Я бродил по берегу грязной консервной свалки, и уселся в огромной тени паровоза «Сазерн
Пасифик», и глядел на закат над коробками вверх по горам, и плакал. Джек Керуак
сидел рядом со мной на ржавой изогнутой балке, друг и мы, серые и печальные, одинаково
размышляли о собственных душах в окружении узловатых железных корней машин.
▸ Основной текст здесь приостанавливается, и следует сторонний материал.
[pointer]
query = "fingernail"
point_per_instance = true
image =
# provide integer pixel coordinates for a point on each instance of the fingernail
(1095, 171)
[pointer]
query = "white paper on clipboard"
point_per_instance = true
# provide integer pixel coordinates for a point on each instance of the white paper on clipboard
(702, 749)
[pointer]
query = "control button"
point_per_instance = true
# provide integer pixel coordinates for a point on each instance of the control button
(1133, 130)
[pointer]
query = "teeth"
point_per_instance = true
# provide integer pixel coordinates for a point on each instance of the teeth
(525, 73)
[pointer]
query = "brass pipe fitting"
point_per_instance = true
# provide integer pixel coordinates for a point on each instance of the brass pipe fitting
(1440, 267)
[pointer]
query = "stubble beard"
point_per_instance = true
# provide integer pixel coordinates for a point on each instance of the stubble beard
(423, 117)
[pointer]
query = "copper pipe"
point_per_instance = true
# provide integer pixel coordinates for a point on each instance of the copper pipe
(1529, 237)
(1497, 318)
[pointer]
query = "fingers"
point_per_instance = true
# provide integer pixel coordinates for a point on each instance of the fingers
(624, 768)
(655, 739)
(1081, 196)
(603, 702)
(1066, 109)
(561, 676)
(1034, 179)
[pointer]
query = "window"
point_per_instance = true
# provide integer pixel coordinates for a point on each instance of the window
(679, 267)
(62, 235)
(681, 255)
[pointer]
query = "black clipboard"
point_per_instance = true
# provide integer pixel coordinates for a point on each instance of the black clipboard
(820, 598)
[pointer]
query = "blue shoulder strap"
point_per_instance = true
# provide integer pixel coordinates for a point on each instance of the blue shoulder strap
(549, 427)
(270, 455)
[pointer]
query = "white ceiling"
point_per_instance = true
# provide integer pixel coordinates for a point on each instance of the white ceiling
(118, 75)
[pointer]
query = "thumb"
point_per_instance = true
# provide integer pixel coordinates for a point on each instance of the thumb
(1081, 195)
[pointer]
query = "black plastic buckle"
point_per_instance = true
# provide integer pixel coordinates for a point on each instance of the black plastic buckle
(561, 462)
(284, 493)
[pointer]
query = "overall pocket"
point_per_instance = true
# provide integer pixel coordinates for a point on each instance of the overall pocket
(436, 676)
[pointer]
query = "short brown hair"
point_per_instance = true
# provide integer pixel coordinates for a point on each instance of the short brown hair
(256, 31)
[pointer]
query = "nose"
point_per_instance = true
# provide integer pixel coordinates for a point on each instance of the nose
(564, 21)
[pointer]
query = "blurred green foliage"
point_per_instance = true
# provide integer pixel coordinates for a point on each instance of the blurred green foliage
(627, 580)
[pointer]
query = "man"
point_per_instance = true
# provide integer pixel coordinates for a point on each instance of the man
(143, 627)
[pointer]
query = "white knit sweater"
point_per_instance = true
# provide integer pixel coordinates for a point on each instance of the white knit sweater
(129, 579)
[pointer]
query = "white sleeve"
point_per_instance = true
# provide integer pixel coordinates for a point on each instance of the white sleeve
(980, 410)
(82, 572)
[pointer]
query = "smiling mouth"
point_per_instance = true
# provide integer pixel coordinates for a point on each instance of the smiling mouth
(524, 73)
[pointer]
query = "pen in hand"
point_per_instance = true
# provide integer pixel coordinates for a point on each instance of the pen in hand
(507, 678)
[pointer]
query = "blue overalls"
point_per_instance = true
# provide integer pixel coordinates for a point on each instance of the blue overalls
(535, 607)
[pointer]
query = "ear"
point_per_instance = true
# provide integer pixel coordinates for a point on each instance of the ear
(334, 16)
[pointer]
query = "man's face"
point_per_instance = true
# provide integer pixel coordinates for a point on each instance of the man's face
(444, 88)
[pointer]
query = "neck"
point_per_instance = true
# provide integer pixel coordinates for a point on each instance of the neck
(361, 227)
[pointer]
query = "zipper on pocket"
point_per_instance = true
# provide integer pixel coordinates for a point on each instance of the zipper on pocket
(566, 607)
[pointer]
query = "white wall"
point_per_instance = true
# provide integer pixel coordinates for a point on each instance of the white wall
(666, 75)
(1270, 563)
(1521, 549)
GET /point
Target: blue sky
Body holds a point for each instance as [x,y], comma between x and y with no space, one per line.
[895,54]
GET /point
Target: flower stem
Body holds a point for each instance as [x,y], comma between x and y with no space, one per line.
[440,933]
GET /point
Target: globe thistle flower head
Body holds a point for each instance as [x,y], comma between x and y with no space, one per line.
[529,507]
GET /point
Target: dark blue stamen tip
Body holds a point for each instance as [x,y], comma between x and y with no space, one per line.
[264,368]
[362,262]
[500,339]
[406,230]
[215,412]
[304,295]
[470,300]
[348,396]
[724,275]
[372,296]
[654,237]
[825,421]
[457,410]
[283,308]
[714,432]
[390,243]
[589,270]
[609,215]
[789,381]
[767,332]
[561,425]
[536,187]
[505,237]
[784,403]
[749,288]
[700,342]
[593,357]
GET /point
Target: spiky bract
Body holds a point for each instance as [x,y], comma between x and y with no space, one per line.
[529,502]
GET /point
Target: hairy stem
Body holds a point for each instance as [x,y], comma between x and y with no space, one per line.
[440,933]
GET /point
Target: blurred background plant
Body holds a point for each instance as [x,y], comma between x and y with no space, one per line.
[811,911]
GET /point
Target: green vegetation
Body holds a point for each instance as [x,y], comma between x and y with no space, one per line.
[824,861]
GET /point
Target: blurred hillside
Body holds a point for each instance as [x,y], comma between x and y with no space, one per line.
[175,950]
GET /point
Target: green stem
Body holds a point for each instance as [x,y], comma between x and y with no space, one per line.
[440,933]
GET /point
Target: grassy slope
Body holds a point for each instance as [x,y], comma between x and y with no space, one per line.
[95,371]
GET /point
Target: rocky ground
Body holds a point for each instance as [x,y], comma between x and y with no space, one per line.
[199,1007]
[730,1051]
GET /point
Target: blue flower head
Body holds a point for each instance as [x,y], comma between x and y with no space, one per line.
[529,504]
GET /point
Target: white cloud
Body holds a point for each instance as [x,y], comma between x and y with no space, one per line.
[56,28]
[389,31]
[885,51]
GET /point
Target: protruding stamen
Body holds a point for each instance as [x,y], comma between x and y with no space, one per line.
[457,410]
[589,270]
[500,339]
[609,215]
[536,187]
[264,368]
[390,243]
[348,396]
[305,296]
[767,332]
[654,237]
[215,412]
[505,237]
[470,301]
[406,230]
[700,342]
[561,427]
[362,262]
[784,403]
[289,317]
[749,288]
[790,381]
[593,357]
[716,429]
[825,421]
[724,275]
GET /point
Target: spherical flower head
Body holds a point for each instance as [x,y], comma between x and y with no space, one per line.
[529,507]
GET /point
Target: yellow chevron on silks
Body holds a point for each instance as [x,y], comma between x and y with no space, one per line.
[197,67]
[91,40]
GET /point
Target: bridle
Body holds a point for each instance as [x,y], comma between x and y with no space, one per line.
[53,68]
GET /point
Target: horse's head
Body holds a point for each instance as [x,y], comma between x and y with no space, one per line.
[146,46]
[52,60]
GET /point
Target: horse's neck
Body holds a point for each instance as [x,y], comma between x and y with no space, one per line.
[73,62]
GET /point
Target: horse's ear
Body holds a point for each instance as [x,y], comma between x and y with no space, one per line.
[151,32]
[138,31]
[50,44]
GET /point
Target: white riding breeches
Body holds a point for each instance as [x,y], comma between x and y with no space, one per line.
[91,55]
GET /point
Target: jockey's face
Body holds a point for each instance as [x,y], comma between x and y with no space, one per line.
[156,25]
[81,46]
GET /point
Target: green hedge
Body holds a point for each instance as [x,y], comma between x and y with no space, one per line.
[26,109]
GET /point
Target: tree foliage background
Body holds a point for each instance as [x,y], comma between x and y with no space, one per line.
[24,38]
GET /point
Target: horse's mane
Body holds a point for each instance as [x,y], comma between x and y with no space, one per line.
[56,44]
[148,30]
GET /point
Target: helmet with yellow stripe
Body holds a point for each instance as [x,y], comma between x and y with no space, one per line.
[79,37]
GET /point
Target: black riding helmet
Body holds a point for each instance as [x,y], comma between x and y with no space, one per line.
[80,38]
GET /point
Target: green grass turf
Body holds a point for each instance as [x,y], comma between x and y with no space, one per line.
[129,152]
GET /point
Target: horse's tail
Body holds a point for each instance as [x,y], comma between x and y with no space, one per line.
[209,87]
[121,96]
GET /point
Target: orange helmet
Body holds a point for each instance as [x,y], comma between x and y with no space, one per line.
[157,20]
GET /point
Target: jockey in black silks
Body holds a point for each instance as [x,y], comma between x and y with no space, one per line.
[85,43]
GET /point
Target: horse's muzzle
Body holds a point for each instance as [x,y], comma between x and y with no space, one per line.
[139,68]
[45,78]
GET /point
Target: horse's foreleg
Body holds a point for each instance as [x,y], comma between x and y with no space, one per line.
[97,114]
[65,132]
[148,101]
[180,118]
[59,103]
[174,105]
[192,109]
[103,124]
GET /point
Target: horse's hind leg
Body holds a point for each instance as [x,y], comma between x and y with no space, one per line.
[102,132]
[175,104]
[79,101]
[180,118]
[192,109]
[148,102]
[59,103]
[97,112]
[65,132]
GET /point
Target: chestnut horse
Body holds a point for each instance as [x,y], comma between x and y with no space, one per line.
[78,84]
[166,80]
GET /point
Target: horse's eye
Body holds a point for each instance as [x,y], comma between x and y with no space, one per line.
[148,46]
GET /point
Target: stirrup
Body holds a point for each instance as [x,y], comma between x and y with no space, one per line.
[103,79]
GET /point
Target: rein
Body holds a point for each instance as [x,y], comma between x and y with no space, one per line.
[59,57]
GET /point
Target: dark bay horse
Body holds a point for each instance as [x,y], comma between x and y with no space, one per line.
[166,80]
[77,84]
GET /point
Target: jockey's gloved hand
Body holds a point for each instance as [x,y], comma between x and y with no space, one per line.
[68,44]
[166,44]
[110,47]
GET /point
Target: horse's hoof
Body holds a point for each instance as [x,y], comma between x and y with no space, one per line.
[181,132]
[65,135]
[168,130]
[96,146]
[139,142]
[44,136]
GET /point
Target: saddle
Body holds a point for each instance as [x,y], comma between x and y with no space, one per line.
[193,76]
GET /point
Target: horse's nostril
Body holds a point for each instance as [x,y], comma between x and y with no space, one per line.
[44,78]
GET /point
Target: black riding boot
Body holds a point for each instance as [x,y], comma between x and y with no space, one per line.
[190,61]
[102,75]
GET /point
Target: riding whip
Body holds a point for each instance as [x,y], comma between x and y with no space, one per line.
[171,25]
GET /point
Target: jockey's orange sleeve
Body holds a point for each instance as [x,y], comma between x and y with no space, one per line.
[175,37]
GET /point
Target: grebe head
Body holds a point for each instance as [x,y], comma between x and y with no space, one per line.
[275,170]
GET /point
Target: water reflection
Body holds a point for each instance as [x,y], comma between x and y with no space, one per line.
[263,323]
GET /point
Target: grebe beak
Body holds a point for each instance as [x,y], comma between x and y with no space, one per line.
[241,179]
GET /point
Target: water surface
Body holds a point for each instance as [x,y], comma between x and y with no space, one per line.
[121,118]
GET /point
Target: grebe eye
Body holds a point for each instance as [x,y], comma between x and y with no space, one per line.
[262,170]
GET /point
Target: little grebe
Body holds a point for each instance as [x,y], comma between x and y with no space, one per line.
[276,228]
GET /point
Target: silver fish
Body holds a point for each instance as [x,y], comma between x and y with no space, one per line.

Покрытая
нефтью река отражала багровое небо, солнце садилось на последние пики над Фриско,
в этих водах ни рыбы в горах —ни отшельника, только мы, красноглазые и сутулые,
словно старые нищие у реки, сидели усталые со своими мыслями. — Посмотри на Подсолнух,—сказал
мне Джек,—на фоне заката стояла бесцветная мертвая тень, большая, как человек
возвышаясь из кучи старинных опилок — я приподнялся, зачарованный-это был мой
первый Подсолнух, память о Блейке — мои прозрения — Гарлем и Пекла восточных рек,
и по мосту лязг сэндвичей Джоза Гризи, трупики детских колясок, черные стертые
шины, забытые, без рисунка, стихи на речном берегу, горшки и кондомы, ножи-все
стальные, но не нержавеющие,—и лишь эта липкая грязь и бритвенно острые артефакты
отходят в прошлое — серый Подсолнух на фоне заката, потрескавшийся, унылый и пыльный,
и в глазах его копоть и смог, и дым допотопных локомотивов — венчик с поблекшими
лепестками, погнутыми и щербатыми, как изуродованная корона, большое лицо, кое-где
повыпали семечки, скоро он станет беззубым ртом горячего неба, и солнца лучи погаснут
в его волосах, как засохшая паутина, листья торчат из стебля, как руки, жесты
из корня в опилках, осыпавшаяся известка с ветвей, мертвая муха в ухе. Несвятая
побитая вещь, мой подсолнух, моя душа, как тогда я любил тебя! Эта грязь была
не людской грязью, но грязью смерти и человеческих паровозов, вся пелена пыли
на грязной коже железной дороги, этот смог на щеке, это веко черной нужды, эта
покрытая сажей рука или фаллос, или протуберанец искусственной-хуже, чем грязь-промышленной-современной
- всей этой цивилизации, запятнавшей твою сумасшедшую золотую корону — и эти туманные
мысли о смерти, и пыльные безлюбые глаза, и концы, и увядшие корни внизу, в домашней
куче песка и опилок, резиновые доллары, шкура машины, потроха чахоточного автомобиля,
пустые консервные банки со ржавыми языками набок — что еще мне сказать? — импотентский
остаток сигары, влагалища тачек, молоч- ные груди автомобиля, потертая задница
кресла и сфинктер динамо — все это спрелось и мумифицировалось вкруг твоих корней,—
и ты стоишь предо мною в закате, и сколько величья в твоих очертаньях! О совершенная
красота Подсолнуха! Совершенное счастье бытия Подсолнуха! Ласковый глаз природы,
нацеленный на хиповатое ребрышко месяца, проснулся, живой, возбужденно впивая
в закатной тени золотой ветерок ежемесячного восхода! Сколько мух жужжало вокруг
тебя, не замечая твоей грязи, когда ты проклинал небеса железной дороги и свою
цветочную душу? Бедный мертвый цветок! Когда позабыл ты, что ты цветок? Когда
ты, взглянув на себя, решил, что ты бессильный и грязный старый локомотив, призрак
локомотива, привиденье и тень некогда всемогущего дикого американского паровоза?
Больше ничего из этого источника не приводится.